11) 300: Rise of an Empire
“This. Is. Sparta!” Perhaps one of the most drunkenly quoted movie lines of all time, it is unfortunate that many people don’t know it’s actually based on the historical battle of Thermopylae and its ensuing Greek vs. Persian squabbles. 300: Rise of an Empire continues the saga with Greek reinforcements arriving to support the Spartans against Persian emperor Xerxes, all set to some pretty epic CGI action.
12) The Tuskegee Airmen
For a 1995 television movie, The Tuskegee Airmen is surprisingly well-made and acted. An early Laurence Fishburne film, the self-explanatory title explores the training of an all-black flight force during WWII. Despite some predictable plot turns (racist, white colonel giving endless shit to them, uplifting patriotic tones), the movie’s protagonists seem real enough to pull through. Realistic aircraft footage and fight scenes balance out the cliched dialogue, and a young Fishburne and Phifer carry the inspiring message nicely.

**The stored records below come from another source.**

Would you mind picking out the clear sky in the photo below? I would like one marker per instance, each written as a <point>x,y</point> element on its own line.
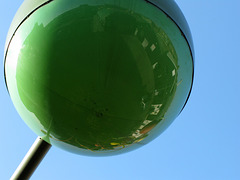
<point>203,143</point>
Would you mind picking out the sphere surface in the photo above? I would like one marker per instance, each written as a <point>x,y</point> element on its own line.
<point>98,77</point>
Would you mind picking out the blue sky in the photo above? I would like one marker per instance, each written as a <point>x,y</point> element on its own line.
<point>203,142</point>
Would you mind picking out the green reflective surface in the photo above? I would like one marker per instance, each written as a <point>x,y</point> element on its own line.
<point>98,77</point>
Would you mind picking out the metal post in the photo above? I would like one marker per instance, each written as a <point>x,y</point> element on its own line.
<point>32,159</point>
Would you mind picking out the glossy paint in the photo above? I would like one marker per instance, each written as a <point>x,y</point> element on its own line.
<point>99,77</point>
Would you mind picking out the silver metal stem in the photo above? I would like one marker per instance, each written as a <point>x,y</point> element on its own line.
<point>32,159</point>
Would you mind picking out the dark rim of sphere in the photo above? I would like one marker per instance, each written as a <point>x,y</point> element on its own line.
<point>183,34</point>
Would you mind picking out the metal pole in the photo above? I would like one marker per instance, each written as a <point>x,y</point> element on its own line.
<point>32,159</point>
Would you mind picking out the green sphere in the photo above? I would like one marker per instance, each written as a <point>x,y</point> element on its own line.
<point>99,77</point>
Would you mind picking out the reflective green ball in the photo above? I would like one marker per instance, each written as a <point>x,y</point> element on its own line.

Unbroken tells the tale of Louis Zamperini, a U.S Olympic athlete who enlists in WWII. Zamperini survives 47 days adrift in the Pacific after a plane crash, only to be picked up by the Japanese and put in a prison camp. Angelina Jolie’s directorial efforts produce compelling shots of Zamperini’s trials, and actor Jack O’Connell exerts tremendous charisma in his portrayal of the protagonist. However, the movie is blighted by being a bit too “pretty.” The audience never really feels Zamperini’s personal plight, but rather is put on a WWII history tour where the clouds are perfectly placed and only one drop of blood mars Zamperini’s post-torture movie star face.